LA RUINE DU TEMPLE
Ap 10, 8-11
(16 novembre 1984)
Homélie du Frère Daniel BOURGEOIS

Jérusalem : fouilles au Pinacle
|
L |
orsqu'à la fin de l'année liturgique nous recommençons à lire ces textes du discours apocalyptique, du discours eschatologique du Seigneur, nous sommes toujours traversés par une sorte d'appréhension, de frisson, de science fiction, parce que nous imaginons que tout cet univers que nous passons tout notre temps à construire et à aménager, à rendre laborieusement habitable, que tout ceci va être ramené à la ruine et que, de même que du temple de Jérusalem il ne reste pas pierre sur pierre, on voit déjà tout ce monde, tout ce temple de Dieu s'effriter, se décomposer et se désagréger.

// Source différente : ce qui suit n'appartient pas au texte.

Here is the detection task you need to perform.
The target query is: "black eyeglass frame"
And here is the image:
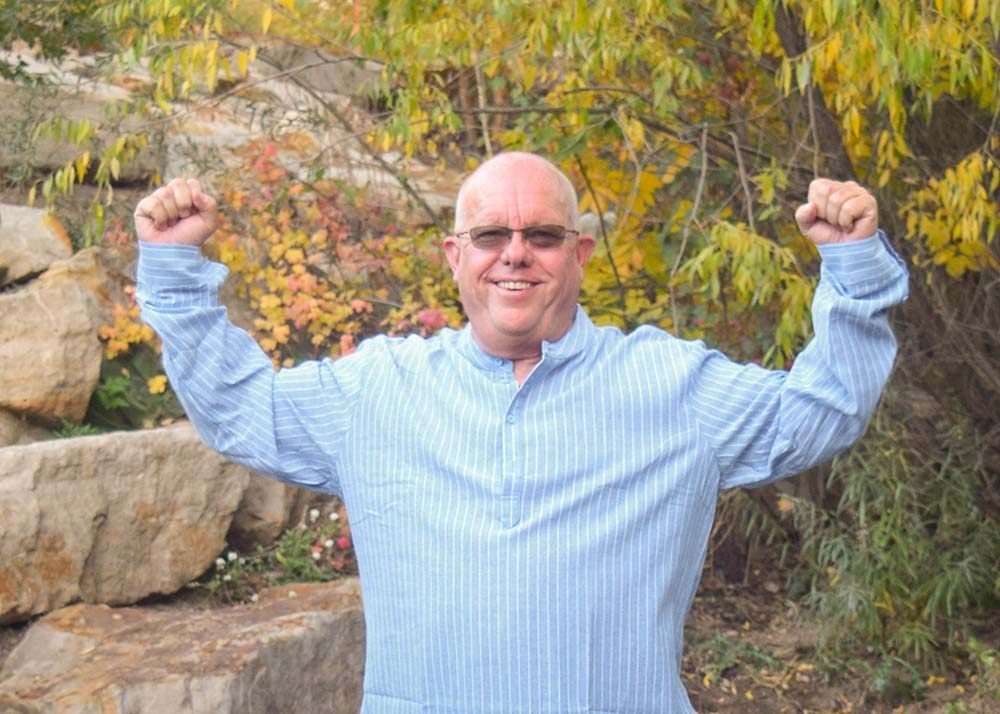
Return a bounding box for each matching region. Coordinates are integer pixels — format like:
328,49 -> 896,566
455,223 -> 580,250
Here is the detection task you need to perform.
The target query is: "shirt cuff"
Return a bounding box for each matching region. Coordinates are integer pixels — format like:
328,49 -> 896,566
136,241 -> 229,294
817,229 -> 907,295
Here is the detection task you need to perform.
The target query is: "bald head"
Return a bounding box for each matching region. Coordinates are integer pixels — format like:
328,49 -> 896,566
455,151 -> 580,232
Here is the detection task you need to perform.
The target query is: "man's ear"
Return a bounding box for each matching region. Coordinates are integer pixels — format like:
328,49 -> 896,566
576,233 -> 597,269
443,236 -> 462,274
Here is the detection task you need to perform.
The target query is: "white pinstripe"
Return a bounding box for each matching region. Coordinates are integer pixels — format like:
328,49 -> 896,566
137,231 -> 906,714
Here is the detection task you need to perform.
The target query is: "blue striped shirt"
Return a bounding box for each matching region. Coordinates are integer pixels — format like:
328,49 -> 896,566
137,231 -> 906,714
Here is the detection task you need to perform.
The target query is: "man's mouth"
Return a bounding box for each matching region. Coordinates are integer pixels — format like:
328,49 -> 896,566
496,280 -> 534,290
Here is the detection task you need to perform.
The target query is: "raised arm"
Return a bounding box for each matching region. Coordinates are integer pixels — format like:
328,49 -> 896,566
690,179 -> 907,488
135,179 -> 360,493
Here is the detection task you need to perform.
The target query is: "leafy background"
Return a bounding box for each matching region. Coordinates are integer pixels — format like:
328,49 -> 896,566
0,0 -> 1000,711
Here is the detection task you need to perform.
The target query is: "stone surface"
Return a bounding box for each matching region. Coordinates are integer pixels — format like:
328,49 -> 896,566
0,80 -> 160,183
0,423 -> 249,623
0,578 -> 364,714
0,409 -> 49,446
0,250 -> 101,423
226,473 -> 340,552
0,203 -> 73,287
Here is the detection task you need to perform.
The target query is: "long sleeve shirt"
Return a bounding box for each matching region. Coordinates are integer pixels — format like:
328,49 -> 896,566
137,234 -> 907,714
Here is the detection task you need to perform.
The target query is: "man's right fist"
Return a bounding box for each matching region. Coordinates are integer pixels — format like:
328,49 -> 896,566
134,179 -> 219,246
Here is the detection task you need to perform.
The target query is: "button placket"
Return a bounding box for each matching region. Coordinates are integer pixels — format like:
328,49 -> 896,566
500,388 -> 524,528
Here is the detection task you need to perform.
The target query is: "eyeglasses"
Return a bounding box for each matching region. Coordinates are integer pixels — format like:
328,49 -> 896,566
455,225 -> 580,250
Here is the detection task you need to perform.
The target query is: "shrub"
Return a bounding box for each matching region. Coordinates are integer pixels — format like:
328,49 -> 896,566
794,386 -> 1000,667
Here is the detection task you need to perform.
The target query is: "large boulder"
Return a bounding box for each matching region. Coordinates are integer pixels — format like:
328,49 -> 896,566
0,80 -> 161,183
0,409 -> 49,446
0,253 -> 101,422
0,424 -> 250,623
0,578 -> 364,714
0,252 -> 106,423
0,203 -> 73,287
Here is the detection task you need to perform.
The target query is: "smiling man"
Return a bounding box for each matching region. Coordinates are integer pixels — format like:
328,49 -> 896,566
444,153 -> 594,382
136,153 -> 906,714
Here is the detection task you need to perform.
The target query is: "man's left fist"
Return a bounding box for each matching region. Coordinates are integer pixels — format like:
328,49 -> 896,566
795,179 -> 878,245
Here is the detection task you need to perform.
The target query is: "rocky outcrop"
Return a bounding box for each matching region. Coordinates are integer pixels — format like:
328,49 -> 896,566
0,409 -> 49,446
0,424 -> 250,623
227,474 -> 340,552
0,579 -> 364,714
0,203 -> 73,286
0,79 -> 160,182
0,253 -> 101,422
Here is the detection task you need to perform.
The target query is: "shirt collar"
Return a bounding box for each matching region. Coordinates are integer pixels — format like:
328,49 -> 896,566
458,305 -> 596,369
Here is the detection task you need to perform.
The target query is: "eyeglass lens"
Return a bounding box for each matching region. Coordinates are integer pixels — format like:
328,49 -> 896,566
469,226 -> 567,249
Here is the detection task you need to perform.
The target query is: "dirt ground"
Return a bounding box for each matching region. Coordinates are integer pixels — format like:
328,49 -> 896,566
0,568 -> 1000,714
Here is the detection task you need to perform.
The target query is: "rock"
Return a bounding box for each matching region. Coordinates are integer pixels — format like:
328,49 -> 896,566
0,423 -> 249,623
0,409 -> 49,446
0,578 -> 364,714
0,80 -> 160,183
226,473 -> 340,552
253,44 -> 382,98
0,255 -> 102,423
0,203 -> 73,287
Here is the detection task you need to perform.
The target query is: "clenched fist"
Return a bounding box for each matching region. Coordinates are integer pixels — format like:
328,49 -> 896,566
134,179 -> 219,246
795,179 -> 878,245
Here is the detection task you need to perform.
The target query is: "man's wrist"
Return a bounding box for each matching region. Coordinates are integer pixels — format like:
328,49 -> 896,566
136,241 -> 229,292
817,229 -> 906,291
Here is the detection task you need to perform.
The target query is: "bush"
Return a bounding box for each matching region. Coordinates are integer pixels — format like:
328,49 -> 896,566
794,386 -> 1000,667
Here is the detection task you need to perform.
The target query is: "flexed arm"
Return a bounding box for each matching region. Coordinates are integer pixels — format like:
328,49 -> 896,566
690,179 -> 907,487
135,179 -> 360,493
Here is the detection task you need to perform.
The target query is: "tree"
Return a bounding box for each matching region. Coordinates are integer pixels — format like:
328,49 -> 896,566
3,0 -> 1000,680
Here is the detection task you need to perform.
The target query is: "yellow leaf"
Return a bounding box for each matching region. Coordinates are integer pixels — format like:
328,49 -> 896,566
146,374 -> 167,394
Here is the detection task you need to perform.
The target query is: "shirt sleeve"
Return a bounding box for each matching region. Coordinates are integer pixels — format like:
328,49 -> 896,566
136,242 -> 362,494
689,231 -> 908,488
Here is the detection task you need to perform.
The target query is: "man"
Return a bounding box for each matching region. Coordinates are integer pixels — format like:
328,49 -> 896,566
136,153 -> 906,714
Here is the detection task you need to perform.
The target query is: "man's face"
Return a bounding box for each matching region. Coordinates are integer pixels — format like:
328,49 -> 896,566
444,159 -> 594,359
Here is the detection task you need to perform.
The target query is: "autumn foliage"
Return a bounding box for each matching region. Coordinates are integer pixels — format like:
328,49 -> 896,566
3,0 -> 1000,696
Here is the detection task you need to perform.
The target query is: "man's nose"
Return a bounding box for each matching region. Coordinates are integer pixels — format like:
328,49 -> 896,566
500,230 -> 531,265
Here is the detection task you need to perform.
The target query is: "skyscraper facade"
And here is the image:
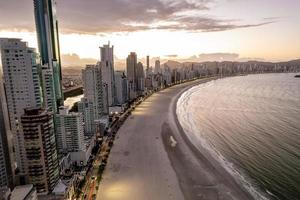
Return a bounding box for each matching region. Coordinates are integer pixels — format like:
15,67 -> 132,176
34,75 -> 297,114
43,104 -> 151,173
78,98 -> 96,136
0,72 -> 14,187
33,0 -> 64,108
82,65 -> 107,119
115,71 -> 128,105
0,39 -> 42,174
126,52 -> 137,99
21,108 -> 59,194
154,60 -> 161,74
98,43 -> 116,106
136,62 -> 145,94
55,106 -> 85,155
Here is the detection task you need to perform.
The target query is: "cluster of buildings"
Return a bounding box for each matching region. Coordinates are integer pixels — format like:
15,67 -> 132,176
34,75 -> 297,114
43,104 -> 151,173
0,0 -> 91,200
0,0 -> 298,200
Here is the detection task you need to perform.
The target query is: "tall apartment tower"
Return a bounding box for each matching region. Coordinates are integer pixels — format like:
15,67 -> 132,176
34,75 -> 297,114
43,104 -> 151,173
136,62 -> 145,94
82,65 -> 108,119
126,52 -> 138,99
146,56 -> 150,77
21,108 -> 59,194
33,0 -> 64,109
78,98 -> 96,136
55,106 -> 85,155
99,43 -> 116,106
154,60 -> 161,74
0,39 -> 42,175
115,71 -> 128,105
0,67 -> 14,188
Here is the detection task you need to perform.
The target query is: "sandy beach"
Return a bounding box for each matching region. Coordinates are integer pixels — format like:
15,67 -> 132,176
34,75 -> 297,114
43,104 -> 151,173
97,79 -> 253,200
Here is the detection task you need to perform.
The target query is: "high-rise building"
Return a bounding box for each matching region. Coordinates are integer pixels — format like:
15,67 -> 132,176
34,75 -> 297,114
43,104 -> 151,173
0,65 -> 14,188
136,62 -> 145,94
0,38 -> 42,177
33,0 -> 64,108
10,184 -> 38,200
41,69 -> 57,113
115,71 -> 128,105
78,98 -> 96,136
98,43 -> 116,106
154,60 -> 161,74
82,65 -> 108,119
55,106 -> 85,155
146,56 -> 150,77
126,52 -> 137,99
21,108 -> 59,194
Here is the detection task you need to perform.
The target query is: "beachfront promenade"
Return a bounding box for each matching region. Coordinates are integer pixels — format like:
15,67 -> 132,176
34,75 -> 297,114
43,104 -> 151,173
97,79 -> 251,200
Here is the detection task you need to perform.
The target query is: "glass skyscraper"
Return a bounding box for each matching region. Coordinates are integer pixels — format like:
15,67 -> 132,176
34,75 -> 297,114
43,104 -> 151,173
33,0 -> 64,109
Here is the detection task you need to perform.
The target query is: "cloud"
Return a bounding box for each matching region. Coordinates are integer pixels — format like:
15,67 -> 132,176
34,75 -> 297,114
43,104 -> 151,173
0,0 -> 274,34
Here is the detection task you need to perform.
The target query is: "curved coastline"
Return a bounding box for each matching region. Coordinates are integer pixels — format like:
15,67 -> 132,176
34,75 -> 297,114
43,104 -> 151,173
97,78 -> 253,200
163,79 -> 254,200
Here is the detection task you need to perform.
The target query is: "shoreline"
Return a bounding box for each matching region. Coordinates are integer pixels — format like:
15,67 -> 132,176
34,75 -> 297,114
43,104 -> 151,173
162,78 -> 254,200
97,77 -> 253,200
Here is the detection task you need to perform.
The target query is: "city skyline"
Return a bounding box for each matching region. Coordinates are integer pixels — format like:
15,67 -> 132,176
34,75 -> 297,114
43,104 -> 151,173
0,0 -> 300,65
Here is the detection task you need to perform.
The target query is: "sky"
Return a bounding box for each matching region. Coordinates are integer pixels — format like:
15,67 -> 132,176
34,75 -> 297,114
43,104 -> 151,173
0,0 -> 300,65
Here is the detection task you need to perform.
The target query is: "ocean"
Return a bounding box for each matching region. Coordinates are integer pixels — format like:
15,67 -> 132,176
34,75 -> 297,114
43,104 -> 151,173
176,73 -> 300,200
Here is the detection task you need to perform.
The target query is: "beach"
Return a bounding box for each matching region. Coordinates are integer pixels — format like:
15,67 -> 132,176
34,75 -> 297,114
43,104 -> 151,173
97,79 -> 253,200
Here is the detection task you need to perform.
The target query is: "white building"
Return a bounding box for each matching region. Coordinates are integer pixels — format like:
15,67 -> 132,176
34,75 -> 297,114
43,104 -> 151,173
115,71 -> 128,105
10,184 -> 38,200
21,108 -> 59,194
55,107 -> 85,155
0,38 -> 42,177
98,43 -> 116,106
78,98 -> 96,136
154,60 -> 161,74
82,65 -> 108,119
42,66 -> 57,113
126,52 -> 138,100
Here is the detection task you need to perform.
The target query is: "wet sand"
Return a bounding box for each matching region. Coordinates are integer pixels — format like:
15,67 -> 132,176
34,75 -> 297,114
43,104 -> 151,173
97,79 -> 252,200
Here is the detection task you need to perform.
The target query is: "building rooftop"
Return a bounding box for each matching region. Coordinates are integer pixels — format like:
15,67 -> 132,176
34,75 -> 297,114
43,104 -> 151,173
11,184 -> 33,200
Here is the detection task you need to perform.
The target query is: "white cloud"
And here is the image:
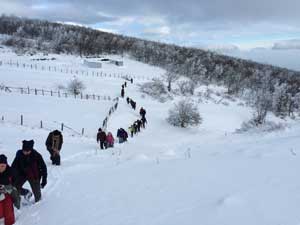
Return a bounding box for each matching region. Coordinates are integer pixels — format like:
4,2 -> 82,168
143,26 -> 171,36
273,39 -> 300,50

Pourtant je ne crois pas que le Christ ait donné cet enseignement prophétique simplement pour terroriser ses disciples. Il me semble qu'au contraire l'enseignement du Christ vise à donner l'espérance. La parole de Jésus à propos du temple est à lire à trois niveaux : il y a d'abord effectivement l'annonce prophétique de la destruction du temple, puis ce temple nouveau qui commence à naître et qui est l'Église, l'Église persécutée, en butte au refus, à toutes les souffrances et à tous les maux que peut lui infliger le refus de la Parole de Dieu. Enfin dans un troisième niveau, il y a le monde entier. Mais quelle est l'unité entre ces trois niveaux ? Quelle est l'unité entre le temple de Dieu, tel qu'il était bâti au cœur d'Israël, l'Église telle qu'elle commence à surgir du côté du Christ, et la fin, ce que nous appelons la fin du monde ? L'unité c'est précisément ce qui va se passer peu de temps après. C'est le fait que le Christ qui est le temple, qui est la source de l'Église et qui est le principe du monde nouveau va Lui-même passer par cette épreuve de la mort et de la Pâque.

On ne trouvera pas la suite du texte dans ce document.